Personal information
- Date of birth: 13 May 1983 (age 43)
- Place of birth: Athis-Mons, France
- Height: 1.80 m (5 ft 11 in)
- Position: Winger

Youth career
- Arcueil C.O. Municipal

Senior career*
- Years: Team / Apps / (Gls)
- 2003–2004: Choisy-le-Roi / 29 / (2)
- 2004–2005: ES Viry-Châtillon / 15 / (3)
- 2005–2006: Clermont / 21 / (3)
- 2006–2007: RBC Roosendaal / 40 / (7)
- 2007–2010: Sparta Rotterdam / 73 / (5)
- 2010–2015: Utrecht / 100 / (23)
- 2015–2018: ADO Den Haag / 77 / (5)
- 2018–2019: Sparta Rotterdam / 11 / (0)
- 2019–2020: Westlandia / 17 / (3)
- Total:  / 383 / (51)

= Édouard Duplan =

French footballer (born 1983)

Édouard Duplan (born 13 May 1983) is a French former professional footballer who played as a winger. During his career, he played for RBC Roosendaal, Sparta Rotterdam, Utrecht, ADO Den Haag, and RKVV Westlandia in the Netherlands after starting his career in his native France with Choisy Le Roi, ES Viry-Châtillon, and Clermont Foot.

==Club career==
Born in Athis-Mons, Essonne, Duplan began his career at Choisy-le-Roi before gaining recognition at Clermont Foot. During his early amateur years, he studied philosophy at Lycée Marcel Pagnol Athis-Mons. In 2006, he moved to Dutch club RBC Roosendaal, where he quickly became a fan favourite, leading to a transfer to Sparta Rotterdam in 2007. Unfortunately, a serious injury in his debut match cut short his first season.
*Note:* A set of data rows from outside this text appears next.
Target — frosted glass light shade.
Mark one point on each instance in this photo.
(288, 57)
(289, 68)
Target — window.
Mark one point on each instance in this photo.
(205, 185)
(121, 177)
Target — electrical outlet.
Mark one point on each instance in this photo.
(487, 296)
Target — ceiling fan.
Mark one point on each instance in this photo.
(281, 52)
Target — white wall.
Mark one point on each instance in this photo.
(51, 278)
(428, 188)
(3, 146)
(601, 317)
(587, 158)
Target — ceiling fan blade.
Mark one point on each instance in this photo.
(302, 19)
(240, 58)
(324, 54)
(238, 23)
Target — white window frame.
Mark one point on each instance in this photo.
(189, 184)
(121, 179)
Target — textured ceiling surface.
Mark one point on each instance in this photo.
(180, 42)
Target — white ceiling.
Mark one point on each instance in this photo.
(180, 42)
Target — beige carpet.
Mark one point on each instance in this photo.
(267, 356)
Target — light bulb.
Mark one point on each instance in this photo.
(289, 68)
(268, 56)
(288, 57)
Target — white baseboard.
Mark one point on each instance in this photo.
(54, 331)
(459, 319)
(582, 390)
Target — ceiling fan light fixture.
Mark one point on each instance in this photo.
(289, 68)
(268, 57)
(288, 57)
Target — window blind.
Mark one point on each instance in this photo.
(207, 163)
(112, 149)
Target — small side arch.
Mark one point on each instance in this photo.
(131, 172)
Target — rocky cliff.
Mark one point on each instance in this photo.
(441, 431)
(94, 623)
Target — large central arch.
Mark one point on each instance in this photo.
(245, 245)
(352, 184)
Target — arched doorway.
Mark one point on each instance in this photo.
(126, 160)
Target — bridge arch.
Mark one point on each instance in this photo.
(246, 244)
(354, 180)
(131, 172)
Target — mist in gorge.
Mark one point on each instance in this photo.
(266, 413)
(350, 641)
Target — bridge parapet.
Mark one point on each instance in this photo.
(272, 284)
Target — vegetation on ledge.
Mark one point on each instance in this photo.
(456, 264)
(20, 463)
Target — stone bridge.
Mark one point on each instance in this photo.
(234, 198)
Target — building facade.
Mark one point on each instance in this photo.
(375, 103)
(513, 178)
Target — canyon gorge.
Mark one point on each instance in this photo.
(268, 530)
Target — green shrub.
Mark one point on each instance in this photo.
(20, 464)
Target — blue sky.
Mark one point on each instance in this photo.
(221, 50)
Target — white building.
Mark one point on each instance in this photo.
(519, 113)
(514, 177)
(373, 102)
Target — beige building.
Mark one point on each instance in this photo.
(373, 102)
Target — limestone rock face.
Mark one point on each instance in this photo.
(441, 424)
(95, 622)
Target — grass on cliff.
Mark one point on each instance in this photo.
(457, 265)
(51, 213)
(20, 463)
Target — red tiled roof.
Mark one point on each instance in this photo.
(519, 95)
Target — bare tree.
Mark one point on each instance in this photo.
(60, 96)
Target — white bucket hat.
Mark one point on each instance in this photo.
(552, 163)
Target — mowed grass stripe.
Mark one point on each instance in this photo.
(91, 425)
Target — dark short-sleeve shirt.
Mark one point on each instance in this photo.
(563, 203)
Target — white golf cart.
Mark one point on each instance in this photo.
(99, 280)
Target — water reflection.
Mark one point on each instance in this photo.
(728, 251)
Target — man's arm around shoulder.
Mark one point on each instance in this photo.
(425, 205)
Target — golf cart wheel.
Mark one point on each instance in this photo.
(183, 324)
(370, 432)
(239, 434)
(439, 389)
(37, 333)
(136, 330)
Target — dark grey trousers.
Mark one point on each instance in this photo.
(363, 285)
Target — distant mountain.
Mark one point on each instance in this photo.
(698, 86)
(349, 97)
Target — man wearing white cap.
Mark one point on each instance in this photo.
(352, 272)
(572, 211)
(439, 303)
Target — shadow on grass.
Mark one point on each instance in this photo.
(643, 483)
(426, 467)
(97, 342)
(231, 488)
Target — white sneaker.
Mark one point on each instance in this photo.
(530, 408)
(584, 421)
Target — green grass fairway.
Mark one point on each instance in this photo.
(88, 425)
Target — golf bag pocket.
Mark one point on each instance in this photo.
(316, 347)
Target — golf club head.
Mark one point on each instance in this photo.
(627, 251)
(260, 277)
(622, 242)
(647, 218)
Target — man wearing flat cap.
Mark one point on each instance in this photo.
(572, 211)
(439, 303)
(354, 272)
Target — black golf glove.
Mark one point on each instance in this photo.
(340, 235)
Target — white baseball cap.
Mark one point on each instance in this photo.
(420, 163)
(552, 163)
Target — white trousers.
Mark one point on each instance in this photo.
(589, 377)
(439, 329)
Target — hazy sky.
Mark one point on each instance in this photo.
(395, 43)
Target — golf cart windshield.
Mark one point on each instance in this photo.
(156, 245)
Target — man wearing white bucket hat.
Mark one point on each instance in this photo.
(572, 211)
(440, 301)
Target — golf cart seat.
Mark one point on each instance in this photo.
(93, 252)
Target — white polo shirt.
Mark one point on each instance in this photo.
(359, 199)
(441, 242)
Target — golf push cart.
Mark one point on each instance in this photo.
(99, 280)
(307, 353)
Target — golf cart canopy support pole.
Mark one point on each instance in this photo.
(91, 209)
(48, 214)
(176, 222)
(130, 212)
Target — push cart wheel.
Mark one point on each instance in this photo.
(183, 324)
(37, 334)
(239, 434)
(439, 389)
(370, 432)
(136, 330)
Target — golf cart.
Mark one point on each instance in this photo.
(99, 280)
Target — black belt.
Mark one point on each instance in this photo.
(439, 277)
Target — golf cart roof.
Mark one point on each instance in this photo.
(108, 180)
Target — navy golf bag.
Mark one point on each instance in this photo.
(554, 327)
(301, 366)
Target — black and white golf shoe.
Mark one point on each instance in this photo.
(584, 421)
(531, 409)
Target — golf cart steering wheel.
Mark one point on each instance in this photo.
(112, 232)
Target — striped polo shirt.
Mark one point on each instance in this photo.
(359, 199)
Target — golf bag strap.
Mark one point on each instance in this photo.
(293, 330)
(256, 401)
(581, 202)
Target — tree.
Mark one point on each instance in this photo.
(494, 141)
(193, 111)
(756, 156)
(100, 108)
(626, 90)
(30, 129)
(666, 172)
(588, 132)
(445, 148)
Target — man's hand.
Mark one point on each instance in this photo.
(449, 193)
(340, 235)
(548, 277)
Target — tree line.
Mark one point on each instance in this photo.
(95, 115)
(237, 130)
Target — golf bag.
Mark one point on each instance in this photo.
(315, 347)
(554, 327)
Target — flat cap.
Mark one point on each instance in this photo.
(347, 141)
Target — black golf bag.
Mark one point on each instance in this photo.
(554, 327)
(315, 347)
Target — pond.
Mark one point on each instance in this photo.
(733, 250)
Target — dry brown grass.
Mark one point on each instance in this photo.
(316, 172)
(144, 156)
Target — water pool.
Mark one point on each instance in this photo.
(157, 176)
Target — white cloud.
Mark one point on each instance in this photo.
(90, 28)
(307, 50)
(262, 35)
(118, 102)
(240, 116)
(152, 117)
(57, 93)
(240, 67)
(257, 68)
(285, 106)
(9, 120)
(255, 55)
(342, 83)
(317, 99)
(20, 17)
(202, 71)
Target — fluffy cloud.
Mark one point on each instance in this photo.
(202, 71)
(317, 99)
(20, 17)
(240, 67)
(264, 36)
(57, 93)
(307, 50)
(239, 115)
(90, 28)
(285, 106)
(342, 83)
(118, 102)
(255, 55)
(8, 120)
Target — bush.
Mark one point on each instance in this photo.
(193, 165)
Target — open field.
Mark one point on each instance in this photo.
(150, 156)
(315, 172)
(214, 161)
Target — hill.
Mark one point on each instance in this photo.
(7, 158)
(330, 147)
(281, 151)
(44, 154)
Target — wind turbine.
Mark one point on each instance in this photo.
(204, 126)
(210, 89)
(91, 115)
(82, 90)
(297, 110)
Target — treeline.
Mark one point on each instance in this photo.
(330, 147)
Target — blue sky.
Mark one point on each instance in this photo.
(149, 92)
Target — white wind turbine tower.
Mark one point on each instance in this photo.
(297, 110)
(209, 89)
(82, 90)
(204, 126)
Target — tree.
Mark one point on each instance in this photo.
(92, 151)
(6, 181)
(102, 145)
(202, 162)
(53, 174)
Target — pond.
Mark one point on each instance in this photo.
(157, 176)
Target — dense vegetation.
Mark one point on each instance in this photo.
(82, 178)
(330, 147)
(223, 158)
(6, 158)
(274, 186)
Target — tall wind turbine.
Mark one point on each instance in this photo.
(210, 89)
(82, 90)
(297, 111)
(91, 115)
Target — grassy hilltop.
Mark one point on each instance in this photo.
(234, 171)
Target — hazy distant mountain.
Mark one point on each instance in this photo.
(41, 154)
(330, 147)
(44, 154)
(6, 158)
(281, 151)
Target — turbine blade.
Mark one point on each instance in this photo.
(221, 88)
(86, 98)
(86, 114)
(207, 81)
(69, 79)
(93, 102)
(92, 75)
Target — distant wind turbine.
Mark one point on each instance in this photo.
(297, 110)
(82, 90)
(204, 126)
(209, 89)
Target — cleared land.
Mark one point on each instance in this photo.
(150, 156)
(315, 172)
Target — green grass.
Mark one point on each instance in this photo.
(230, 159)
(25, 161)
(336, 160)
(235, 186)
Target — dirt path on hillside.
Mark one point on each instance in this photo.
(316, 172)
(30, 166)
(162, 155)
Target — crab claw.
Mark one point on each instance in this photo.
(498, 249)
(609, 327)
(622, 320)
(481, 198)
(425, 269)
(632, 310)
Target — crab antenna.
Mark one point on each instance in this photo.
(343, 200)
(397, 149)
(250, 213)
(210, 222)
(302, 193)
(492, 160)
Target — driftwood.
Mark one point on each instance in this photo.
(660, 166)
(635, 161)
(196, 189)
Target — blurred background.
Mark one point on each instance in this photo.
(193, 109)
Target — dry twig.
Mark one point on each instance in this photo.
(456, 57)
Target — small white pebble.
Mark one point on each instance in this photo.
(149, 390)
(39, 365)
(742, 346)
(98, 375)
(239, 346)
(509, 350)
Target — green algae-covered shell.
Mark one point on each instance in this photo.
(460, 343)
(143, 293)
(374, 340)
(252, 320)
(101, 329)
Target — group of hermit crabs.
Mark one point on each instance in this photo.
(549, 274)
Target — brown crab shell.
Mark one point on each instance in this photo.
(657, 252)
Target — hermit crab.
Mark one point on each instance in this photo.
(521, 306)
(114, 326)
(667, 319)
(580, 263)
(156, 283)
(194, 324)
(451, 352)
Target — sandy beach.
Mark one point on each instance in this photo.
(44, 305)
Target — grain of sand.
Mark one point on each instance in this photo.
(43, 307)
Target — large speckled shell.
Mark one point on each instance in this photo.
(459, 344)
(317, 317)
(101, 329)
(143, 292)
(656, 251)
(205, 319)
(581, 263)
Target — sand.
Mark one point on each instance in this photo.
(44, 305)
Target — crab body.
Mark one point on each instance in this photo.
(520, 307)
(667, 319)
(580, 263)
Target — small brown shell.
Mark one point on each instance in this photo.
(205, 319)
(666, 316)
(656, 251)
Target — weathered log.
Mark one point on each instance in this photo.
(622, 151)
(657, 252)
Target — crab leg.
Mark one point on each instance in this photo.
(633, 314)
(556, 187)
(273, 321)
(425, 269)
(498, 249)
In the summer of 2010, Duplan joined Utrecht. Following the 2011–12 season, he won the David di Tommaso Trophy, awarded by Utrecht's supporters who voted him the club's best player of the season.

Duplan retired from football in 2020 while playing for amateur club Westlandia. After retiring, he began studying to become a furniture maker.